Saturday, 19 August 2017

Defending Lamarck

I think most proponents of cultural evolution acceot the idea that it has a Lamarckian component. I have writen about the topic before - e.g. see: On Lamarckism in cultural evolution. I know many critics accept the role of Lamarckian evolution in culture as well, since one of their refrains is that cultural evolution is not Darwinian, it is Lamarckian.

Lamarck's most famous doctrines these days are the inheritance of acquired characteristics, and the principle of use and disuse. Those are the ideas he is most criticised for holding these days. Textbook orthodoxy says that Darwin's ideas were vindicated while those of Lamarck were rejected. Experiments by August Weismann involving chopping the tails off while mice and observing whether this "acquird characteristic" was inherited are often cited inthis context. The so-caled "Weisman barrier" prevents "acquird characteristics" from finding their way into the DNA of the descendants.

The problem with this is that other traits are inherited. If Weismann had chosen to focus on other traits - such as stress, food preferences or parasite load - he would have found that there was an inherited component. Human examples show the inherited of acquired characteristics most clearly. Jews inherit their missing foreskins from their parents. Tattooed individuals have tattooed offspring. Piercings are inherited. Foot binding, tongue plates, extended necks are all passed down the generations. The inheritance is cultural, not genetic, but Lamarck never confined his views to particular inheritance mechanisms. These were, generally speaking, not known in his day.

There are plenty of examples that don't involve culture too. Dogs inherit their fleas from their parents. Gut bacteria and tooth decay are also acquired characteristics that are inherited. Examples can also be found of Lamarck's principle of "use and disuse". Muscles are a famous example of this principle. With use, muscles grow, and with disuse they shrink. The question is: do offspring inherit their parents muscle distribution? The answer is: yes, sometimes, a bit. The changes are not primarily inherited via DNA - though of course DNA can affect how much you use your muscles. Instead, diet and exercise-related factors that influence muscle size are inherited culturally and through a shared environment.

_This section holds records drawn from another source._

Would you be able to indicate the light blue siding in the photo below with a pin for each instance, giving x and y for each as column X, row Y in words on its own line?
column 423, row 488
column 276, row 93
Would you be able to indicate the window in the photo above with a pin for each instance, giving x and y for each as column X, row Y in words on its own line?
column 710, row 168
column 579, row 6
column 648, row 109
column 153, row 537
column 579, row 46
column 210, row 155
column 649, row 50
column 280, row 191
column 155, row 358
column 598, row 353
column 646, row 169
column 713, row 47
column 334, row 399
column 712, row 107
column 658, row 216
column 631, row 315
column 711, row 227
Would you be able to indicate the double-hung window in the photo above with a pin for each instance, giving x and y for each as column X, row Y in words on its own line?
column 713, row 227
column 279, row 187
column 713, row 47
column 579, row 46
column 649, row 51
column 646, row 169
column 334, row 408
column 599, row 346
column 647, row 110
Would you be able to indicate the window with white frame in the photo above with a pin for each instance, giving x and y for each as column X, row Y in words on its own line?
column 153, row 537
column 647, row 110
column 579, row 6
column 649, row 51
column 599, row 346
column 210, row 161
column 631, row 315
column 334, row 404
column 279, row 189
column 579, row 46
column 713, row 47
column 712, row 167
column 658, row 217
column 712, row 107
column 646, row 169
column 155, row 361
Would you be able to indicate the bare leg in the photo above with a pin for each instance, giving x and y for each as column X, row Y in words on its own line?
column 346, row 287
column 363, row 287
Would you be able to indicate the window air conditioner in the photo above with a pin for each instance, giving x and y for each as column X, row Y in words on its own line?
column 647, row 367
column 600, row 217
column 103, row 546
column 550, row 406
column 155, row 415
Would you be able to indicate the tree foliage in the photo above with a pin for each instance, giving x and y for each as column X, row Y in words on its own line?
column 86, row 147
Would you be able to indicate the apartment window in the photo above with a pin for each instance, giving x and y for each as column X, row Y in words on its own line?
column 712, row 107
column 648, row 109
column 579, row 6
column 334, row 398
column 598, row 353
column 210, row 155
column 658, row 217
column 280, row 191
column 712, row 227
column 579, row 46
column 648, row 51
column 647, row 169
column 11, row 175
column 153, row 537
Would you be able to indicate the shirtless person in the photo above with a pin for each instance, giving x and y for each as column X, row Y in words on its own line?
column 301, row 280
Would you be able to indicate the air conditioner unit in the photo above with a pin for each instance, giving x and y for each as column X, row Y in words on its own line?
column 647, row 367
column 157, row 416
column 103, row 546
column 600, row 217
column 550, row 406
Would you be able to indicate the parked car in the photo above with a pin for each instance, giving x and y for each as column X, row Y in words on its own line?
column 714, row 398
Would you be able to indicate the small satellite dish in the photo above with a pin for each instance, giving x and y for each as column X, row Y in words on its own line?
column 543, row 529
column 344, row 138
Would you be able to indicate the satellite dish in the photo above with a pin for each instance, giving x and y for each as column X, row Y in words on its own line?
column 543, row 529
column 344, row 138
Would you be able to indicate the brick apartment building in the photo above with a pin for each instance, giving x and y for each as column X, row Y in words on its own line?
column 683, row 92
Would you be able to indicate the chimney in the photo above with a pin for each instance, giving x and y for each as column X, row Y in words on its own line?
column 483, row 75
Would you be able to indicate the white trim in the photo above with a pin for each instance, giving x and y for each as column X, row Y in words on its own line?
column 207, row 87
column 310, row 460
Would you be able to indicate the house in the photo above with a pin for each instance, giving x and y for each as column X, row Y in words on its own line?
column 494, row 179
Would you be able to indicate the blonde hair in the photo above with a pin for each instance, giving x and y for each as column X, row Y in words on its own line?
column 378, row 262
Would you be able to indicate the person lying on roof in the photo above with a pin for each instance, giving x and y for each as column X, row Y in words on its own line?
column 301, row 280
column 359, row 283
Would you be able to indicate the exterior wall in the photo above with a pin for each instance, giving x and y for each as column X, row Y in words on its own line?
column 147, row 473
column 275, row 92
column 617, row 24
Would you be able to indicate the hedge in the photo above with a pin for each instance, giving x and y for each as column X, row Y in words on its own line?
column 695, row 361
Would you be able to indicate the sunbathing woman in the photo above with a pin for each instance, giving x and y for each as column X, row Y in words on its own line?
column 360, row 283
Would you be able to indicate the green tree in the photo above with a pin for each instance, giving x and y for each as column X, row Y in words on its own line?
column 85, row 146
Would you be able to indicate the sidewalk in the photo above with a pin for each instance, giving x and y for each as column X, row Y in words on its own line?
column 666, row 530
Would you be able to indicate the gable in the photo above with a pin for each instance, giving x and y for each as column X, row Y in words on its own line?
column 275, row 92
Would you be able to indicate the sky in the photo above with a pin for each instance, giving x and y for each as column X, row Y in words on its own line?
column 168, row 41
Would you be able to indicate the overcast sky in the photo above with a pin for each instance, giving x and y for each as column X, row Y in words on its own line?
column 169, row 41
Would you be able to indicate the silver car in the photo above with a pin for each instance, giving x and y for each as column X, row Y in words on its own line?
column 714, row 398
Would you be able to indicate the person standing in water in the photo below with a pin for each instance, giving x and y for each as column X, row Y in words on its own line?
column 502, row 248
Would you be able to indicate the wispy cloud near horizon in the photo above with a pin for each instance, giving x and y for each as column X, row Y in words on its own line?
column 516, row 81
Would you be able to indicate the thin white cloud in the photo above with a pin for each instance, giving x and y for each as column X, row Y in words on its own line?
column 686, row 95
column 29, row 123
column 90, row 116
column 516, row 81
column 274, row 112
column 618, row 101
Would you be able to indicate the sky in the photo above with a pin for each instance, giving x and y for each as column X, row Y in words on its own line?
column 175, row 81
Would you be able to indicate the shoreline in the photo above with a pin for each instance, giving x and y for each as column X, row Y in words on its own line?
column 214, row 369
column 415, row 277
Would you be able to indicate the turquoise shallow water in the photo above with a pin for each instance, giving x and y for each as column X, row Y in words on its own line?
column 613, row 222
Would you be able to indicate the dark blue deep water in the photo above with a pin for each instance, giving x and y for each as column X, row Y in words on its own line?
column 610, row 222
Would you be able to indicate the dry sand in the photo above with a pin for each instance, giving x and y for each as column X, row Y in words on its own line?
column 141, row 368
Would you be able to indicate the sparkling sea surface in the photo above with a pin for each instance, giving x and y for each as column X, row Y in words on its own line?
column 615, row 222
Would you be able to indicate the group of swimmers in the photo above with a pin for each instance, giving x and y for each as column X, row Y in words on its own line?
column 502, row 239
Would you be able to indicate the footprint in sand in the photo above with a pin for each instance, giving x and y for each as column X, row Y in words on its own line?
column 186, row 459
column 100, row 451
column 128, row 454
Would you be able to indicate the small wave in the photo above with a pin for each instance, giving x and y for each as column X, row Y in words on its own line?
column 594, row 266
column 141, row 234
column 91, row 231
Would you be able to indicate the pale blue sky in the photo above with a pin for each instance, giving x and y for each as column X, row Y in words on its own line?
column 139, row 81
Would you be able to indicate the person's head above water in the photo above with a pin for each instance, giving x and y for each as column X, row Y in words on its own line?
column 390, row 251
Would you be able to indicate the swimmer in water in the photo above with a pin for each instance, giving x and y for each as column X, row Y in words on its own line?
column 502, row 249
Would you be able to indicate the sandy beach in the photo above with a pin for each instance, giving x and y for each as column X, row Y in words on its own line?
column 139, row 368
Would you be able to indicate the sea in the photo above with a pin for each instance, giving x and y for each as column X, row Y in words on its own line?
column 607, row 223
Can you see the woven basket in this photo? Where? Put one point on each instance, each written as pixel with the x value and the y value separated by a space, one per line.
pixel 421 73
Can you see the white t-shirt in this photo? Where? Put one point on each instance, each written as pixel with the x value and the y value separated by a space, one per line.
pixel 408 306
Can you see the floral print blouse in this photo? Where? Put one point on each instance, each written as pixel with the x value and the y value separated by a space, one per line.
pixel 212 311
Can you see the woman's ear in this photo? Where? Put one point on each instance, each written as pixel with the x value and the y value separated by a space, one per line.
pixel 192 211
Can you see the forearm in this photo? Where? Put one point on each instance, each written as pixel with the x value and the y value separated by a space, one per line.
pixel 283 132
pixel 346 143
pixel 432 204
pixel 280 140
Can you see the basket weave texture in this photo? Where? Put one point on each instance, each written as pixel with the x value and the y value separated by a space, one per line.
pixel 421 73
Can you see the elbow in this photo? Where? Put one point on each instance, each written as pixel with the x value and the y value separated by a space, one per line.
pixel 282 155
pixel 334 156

This is all fairly simple and should be uncontroversial. Nontheless, modern critics of Lamarck refuse to accept that his ideas have any merit. What do they have to say for themselves? Science blogger Jerry Coyne provides a recent example in his article "Aeon tries to revive Lamarck, calling for a “paradigm” shift in evolution". Coyne starts off with a reasonable characterization of the inheritance of acquired characteristics, saying:

Lamarck, of course, was the French biologist and polymath who proposed that animals could stably inherit modifications of their body, behavior, and physiology that were imposed by the environment.
However, then Coyne rapidly goes off the rails, with:

The problem with this idea, and why Lamarck hasn’t become any kind of evolutionary hero, is that it doesn’t work. While the environment can play a role in sorting out those genes that their carriers leave more offspring, there’s no good way for environmental information to somehow become directly encoded in the genome. For that would require a kind of reversal of the “central dogma” of biology

This is, of course a mistaken view. When A mother acquires AIDS, and passes that "acquired characteristic" on to her offsping, no violation of the central dogma is involved. Coyne is totally missing two other possibile ways acquired characteristics can be inherited by offspring: non-DNA inheritance and symbiosis. The idea that DNA modifications must be involved is a very blinkered conception of evolutionary change.

With this, I think, Coyne's critique of Lamarck collapses. The modern vindication of Lamarck doesn't really detract from Darwinian orthodoxy very much. Darwin's ideas still remain very important. I would not describe Lamarckian evolution as much of a "paradigm shift". Darwin himself believed in the inheritance of acquired characteristics, and proposed an elaborate (though mistaken) theory about how they could be inherited. Lamarckian inheritance is more like an extra wrinkle to Darwinian evolution.